Take embedded spaces and types seriously

Traditionally Zygote has taken a very laissez-faire attitude towards types and mathematical spaces. Sometimes treating Reals as embedded in the Complex plane; sometimes not. Sometimes treating sparse and structuredly-sparse matrix as embedded in the space of dense matrices.
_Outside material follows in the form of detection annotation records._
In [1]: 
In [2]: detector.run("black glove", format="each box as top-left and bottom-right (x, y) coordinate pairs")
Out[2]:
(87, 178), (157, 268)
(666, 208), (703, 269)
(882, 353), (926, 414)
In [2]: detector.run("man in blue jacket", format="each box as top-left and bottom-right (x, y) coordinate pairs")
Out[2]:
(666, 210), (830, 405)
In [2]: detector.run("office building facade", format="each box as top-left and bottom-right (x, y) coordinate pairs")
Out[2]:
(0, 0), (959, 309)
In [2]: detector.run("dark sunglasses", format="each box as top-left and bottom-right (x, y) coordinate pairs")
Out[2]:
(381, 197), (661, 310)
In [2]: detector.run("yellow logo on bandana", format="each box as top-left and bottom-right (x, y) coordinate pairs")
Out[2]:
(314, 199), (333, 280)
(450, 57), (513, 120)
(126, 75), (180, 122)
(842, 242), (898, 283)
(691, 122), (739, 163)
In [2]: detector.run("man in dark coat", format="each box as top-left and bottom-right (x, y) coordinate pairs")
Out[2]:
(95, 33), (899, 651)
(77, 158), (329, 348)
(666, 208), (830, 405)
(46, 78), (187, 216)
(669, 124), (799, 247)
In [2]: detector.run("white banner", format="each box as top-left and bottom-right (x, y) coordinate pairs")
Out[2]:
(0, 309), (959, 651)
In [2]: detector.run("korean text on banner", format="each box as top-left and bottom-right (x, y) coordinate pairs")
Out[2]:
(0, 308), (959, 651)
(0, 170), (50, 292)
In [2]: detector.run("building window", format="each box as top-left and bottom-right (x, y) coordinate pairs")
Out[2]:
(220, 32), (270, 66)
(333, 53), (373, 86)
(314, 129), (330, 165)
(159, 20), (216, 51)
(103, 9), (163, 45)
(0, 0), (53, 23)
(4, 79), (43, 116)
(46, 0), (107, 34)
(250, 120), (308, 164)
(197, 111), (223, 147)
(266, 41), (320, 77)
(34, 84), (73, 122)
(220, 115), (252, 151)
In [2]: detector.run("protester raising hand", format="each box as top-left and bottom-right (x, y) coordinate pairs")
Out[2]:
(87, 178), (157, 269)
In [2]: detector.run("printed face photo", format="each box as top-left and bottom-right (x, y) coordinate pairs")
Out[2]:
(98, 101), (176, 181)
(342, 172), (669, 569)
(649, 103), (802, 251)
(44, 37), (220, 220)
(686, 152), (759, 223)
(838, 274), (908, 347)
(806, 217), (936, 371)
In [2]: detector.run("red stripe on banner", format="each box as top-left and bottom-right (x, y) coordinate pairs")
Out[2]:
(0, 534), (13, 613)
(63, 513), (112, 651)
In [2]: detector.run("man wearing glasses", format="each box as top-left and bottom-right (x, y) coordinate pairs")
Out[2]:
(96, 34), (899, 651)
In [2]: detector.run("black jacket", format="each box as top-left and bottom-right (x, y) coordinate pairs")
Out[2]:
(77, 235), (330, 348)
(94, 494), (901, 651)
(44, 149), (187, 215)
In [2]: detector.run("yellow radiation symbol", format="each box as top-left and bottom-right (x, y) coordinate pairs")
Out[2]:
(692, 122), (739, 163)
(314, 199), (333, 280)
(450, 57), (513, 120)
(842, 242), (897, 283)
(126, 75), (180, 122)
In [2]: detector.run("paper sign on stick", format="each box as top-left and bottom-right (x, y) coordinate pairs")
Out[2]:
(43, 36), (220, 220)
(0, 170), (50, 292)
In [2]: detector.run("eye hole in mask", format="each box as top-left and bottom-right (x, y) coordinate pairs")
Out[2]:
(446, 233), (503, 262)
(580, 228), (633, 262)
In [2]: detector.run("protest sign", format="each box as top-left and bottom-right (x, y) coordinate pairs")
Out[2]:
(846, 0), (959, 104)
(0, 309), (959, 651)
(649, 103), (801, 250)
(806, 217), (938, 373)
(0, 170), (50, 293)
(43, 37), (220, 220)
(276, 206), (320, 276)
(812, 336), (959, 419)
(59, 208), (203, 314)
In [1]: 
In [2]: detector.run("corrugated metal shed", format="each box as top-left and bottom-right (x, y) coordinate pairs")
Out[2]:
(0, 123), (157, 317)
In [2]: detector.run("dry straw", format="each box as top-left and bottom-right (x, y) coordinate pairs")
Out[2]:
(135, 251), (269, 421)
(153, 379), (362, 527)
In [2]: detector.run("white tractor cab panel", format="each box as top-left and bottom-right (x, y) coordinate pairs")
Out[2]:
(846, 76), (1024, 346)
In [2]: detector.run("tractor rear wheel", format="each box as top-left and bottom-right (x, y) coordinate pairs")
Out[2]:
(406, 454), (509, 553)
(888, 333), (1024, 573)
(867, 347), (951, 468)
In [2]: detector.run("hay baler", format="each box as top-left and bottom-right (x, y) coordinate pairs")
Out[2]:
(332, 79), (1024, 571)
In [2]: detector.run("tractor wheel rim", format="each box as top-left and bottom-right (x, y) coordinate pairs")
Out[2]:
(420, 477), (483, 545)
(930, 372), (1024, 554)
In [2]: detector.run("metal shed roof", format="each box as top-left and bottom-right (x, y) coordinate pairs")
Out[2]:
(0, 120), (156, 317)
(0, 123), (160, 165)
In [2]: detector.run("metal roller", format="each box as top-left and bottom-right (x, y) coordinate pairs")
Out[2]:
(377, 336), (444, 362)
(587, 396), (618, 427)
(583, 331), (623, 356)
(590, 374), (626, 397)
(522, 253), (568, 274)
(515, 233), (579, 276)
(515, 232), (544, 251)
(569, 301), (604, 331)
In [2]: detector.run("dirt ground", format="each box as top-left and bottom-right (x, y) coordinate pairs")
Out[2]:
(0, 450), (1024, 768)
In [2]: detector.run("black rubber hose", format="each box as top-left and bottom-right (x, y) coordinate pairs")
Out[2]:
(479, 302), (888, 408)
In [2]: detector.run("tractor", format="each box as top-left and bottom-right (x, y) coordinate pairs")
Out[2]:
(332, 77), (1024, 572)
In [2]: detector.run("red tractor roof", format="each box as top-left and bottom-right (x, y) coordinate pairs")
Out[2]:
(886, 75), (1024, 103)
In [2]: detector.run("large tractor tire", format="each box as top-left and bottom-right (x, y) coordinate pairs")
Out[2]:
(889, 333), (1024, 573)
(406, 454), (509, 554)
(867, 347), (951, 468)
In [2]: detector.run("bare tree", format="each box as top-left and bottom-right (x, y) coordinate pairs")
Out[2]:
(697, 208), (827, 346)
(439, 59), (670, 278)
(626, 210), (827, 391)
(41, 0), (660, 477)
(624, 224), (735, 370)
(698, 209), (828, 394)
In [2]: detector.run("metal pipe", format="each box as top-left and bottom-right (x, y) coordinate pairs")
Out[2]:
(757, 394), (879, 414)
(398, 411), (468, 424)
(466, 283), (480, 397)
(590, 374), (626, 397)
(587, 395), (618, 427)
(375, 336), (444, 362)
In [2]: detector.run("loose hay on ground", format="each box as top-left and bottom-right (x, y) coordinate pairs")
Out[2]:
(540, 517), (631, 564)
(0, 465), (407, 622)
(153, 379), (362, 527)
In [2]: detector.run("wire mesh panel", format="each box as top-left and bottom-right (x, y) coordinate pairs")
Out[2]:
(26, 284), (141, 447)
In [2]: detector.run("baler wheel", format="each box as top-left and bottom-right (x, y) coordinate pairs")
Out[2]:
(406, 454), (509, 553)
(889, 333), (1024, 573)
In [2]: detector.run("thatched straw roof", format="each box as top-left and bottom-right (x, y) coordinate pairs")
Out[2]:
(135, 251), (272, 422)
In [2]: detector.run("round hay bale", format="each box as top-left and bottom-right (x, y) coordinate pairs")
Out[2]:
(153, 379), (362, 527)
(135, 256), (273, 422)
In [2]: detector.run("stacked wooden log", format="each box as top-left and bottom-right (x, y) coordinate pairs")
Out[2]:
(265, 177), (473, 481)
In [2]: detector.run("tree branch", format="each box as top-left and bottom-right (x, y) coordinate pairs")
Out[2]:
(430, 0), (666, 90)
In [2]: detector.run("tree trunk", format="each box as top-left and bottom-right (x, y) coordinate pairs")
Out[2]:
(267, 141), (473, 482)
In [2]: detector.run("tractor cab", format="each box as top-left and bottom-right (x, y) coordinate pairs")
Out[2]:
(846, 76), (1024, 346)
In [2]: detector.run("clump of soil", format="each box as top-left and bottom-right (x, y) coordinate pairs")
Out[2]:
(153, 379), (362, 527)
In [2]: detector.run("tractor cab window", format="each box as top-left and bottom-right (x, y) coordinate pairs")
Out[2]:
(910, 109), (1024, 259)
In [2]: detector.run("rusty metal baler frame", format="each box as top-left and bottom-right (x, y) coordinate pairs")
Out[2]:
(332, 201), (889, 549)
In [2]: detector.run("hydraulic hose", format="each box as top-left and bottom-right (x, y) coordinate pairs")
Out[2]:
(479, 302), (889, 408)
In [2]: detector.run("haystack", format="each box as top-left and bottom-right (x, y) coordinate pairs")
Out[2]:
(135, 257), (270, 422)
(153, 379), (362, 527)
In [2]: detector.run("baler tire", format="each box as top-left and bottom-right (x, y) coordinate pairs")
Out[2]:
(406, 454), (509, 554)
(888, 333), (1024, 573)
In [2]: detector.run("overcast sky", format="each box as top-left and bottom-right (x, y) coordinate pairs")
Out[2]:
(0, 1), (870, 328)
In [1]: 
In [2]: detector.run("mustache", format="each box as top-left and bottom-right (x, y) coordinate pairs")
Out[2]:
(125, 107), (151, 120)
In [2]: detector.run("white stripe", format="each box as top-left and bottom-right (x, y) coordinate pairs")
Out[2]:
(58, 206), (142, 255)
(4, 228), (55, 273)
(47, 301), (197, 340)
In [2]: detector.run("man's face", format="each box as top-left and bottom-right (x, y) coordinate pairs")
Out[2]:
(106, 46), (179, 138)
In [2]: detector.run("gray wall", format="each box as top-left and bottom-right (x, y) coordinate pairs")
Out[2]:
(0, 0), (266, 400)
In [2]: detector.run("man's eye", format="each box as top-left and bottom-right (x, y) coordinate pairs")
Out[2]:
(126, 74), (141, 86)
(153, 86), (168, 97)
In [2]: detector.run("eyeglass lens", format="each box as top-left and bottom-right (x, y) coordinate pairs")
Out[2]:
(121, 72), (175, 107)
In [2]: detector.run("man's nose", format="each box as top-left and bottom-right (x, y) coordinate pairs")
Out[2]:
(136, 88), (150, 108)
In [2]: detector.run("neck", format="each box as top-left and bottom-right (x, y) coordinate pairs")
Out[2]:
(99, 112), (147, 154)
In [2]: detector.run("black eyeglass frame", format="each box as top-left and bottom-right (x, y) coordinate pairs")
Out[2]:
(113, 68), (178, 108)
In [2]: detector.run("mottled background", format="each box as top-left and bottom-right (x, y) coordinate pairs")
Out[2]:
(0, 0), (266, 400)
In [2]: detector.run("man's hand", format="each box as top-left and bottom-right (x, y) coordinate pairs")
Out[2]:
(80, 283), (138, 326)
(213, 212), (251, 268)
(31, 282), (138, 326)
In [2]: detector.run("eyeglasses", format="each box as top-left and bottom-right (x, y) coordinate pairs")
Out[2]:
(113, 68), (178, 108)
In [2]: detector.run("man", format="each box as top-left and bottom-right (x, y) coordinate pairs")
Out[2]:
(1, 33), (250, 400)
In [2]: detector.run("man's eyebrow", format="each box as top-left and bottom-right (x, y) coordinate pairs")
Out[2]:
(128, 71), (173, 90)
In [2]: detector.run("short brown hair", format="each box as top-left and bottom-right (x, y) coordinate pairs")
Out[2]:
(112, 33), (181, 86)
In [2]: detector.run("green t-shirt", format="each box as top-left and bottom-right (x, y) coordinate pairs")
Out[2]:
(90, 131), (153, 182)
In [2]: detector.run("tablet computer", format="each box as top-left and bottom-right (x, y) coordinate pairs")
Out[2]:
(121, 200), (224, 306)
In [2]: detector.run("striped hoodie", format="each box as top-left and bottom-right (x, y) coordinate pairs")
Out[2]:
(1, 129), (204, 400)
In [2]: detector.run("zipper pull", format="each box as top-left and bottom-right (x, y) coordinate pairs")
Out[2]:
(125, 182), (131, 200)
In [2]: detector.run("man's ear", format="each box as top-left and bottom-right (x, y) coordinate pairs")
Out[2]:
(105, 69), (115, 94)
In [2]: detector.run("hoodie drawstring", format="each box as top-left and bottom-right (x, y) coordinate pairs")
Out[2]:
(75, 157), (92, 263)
Writing rules that apply to any Array{T} which perhaps are only applicable for Array{<:Real} and not so much for Array{Quaternion}. Traditionally ChainRules takes a much more considered approach.

See for example our docs on how to handle complex numbers correctly. (The outcome of several long long long discussions with a number of experts in our community)

Now, I am not here to tell you what to do in your package, but this is a good time to reconsider how seriously you take these things in the rules you are converting.

What if I miss something

It is not great, but it probably OK. Zygote's ChainRules interface is fairly forgiving. Other AD systems may not be. If you test with ChainRulesTestUtils.jl then you can be confident that you didn't miss anything.

  • 1unless you write it in functor form (i.e. @adjoint (f::MyType)(args...)=...), in that case like for rrule you need to include it explicitly.